Si ritrae una realtà, un mondo, dove i protagonisti: “sono di solito persone ordinarie o emarginati, poveracci rovinati dal sistema capitalistico, da rapporti di classe umilianti, dalla società dei consumi, dalle istituzioni corrotte e dagli intrighi di potere.

Così è anche in Posizione di tiro, ultimo romanzo che l’autore vedrà pubblicato in vita e dove una trama tutto sommato non proprio originale trova però un contesto e un tono del tutto nuovi.

Posizione di tiro, del 1981, è un ‘ultimo romanzo’ anche perché dopo la sua uscita Manchette proverà a fare qualcosa di diverso, sempre attraverso il genere noir cercare di capire quello che è successo nel frattempo e rispondere alla domanda: «Come siamo arrivati a questo punto?».

Morirà prima. E a noi non resta che questo: “La posizione di tiro era perfetta. Il settore visivo abbracciava la rotonda e i primi duecento metri dall’avenue Montaigne. Maubert indietreggiò rapidamente, sfiorando il corpo allungato di Terrier e piazzandosi dietro di lui. Trascorse un intero minuto.

Quello che sembrava…non è!

E quel vento, “gelido, che proviene direttamente dall’Artico”, e che gira…non è semplice vendetta!

La posizione di tiro ‘couché‘ è allora proprio quella giusta per…salvarsi?

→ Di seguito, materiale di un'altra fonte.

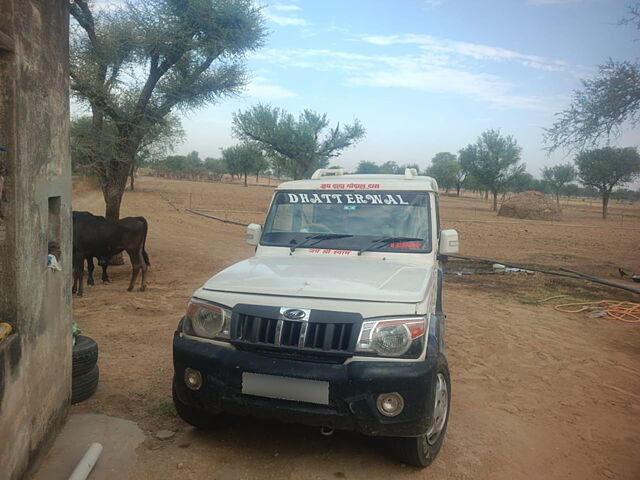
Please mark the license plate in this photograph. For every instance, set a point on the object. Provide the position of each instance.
(285, 388)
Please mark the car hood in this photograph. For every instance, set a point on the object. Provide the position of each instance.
(355, 278)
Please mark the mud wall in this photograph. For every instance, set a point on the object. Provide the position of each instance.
(35, 208)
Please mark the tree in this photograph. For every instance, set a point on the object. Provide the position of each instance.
(494, 161)
(603, 104)
(367, 167)
(604, 168)
(444, 168)
(89, 155)
(242, 159)
(261, 165)
(216, 167)
(558, 177)
(295, 145)
(183, 54)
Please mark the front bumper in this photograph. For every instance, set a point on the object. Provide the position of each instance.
(353, 388)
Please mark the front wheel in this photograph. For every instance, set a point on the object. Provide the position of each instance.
(421, 451)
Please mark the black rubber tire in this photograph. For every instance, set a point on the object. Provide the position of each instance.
(195, 416)
(85, 355)
(416, 452)
(83, 386)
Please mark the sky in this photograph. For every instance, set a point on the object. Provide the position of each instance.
(425, 76)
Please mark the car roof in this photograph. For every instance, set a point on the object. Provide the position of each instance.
(335, 179)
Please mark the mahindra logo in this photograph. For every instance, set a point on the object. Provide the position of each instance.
(298, 314)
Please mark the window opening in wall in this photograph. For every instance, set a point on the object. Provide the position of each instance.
(53, 233)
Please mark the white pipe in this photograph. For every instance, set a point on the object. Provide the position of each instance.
(86, 463)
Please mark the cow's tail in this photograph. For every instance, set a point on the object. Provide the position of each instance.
(144, 241)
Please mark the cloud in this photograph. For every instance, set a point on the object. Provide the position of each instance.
(287, 15)
(260, 88)
(424, 72)
(284, 8)
(468, 50)
(552, 2)
(106, 5)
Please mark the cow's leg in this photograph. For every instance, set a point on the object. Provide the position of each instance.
(78, 270)
(135, 266)
(90, 268)
(143, 267)
(104, 263)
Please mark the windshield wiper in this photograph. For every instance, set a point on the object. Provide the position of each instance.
(318, 237)
(387, 240)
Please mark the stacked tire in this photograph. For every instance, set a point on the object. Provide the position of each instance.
(85, 369)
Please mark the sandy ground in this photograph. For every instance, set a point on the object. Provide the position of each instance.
(536, 393)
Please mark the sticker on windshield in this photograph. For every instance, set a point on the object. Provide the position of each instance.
(405, 198)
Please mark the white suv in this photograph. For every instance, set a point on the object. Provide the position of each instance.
(335, 322)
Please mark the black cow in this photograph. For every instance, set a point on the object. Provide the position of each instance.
(95, 236)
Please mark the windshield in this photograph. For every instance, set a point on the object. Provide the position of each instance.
(356, 218)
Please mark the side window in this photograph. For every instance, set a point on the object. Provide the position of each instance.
(437, 205)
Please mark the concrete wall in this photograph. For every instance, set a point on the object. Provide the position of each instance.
(35, 208)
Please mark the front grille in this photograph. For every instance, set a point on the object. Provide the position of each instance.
(313, 337)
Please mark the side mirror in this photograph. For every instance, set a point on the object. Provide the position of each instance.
(448, 242)
(253, 234)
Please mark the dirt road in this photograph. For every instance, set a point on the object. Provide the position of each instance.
(536, 393)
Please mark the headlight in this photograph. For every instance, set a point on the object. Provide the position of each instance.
(207, 320)
(391, 338)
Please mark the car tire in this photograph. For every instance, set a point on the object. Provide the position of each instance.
(421, 451)
(85, 355)
(85, 385)
(196, 416)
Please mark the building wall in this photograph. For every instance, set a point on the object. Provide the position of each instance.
(35, 208)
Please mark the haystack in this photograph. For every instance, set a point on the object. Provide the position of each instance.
(530, 205)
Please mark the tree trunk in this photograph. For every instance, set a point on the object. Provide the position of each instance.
(132, 173)
(605, 203)
(117, 173)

Martin Terrier ancora striscia pancia a terra in cerca della sua piccola preda.

 

 

 

«Noi non abbiamo una grande guerra nella nostra generazione, o una grande depressione, e invece sì, abbiamo una grande guerra dello spirito. Abbiamo una grande rivoluzione contro la cultura. La grande depressione è quella delle nostre vite. Abbiamo una depressione spirituale.»

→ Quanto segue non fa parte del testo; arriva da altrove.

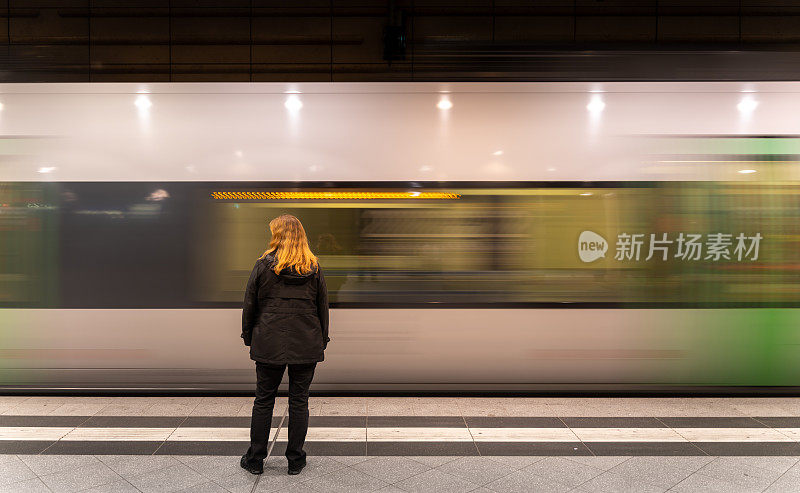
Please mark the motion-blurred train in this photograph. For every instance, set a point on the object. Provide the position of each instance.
(475, 237)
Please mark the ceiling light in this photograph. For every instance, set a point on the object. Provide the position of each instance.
(143, 102)
(596, 105)
(747, 104)
(293, 103)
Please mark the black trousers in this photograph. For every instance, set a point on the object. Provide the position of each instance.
(269, 377)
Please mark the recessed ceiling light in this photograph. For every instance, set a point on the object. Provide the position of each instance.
(444, 104)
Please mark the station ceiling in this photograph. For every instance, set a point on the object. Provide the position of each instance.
(382, 40)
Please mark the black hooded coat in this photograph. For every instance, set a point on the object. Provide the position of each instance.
(285, 317)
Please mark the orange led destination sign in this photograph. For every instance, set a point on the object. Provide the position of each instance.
(333, 195)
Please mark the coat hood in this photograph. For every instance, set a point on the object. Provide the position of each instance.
(289, 275)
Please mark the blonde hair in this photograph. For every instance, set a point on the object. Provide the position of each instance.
(289, 245)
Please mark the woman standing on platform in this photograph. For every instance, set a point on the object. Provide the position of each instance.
(285, 322)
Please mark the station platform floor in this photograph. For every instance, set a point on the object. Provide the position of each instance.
(405, 444)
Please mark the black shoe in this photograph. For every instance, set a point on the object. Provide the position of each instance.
(249, 467)
(295, 469)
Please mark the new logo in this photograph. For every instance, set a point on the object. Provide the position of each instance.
(591, 246)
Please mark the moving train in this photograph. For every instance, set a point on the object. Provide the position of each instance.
(487, 237)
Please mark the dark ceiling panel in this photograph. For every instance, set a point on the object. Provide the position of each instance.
(375, 40)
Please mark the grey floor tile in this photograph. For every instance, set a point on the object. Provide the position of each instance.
(434, 460)
(477, 470)
(691, 463)
(391, 489)
(238, 479)
(788, 482)
(135, 465)
(316, 466)
(211, 466)
(345, 480)
(609, 482)
(291, 488)
(82, 478)
(777, 464)
(413, 406)
(435, 480)
(343, 406)
(699, 482)
(651, 470)
(604, 462)
(741, 474)
(209, 487)
(563, 470)
(13, 470)
(115, 487)
(349, 460)
(34, 485)
(43, 465)
(524, 482)
(391, 469)
(276, 479)
(514, 461)
(173, 478)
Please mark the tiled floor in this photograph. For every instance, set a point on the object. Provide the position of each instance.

Chuck Palahniuk, Fight Club (1996)

 

BICE  Ma se non fosse stato per loro…

LUDOVICO  Saresti capitata in un’altra famiglia.

Eduardo De Filippo, Io, l’erede

 

Gennaio – Marzo 2001: “Caro Gomma, come d’accordo ti spedisco i nastri su cui ho registrato il diario della Marcha por la Dignidad in Messico, dei momenti che l’hanno preceduta e seguita. Considerali un po’ come delle cartoline o delle lettere sonore di un viaggio che è iniziato assai prima della partenza in Chiapas, e forse non è ancora finito.

È il viaggio della vita, delle IDEE e degli IDEALI con cui si è cresciuti e che ci hanno formato.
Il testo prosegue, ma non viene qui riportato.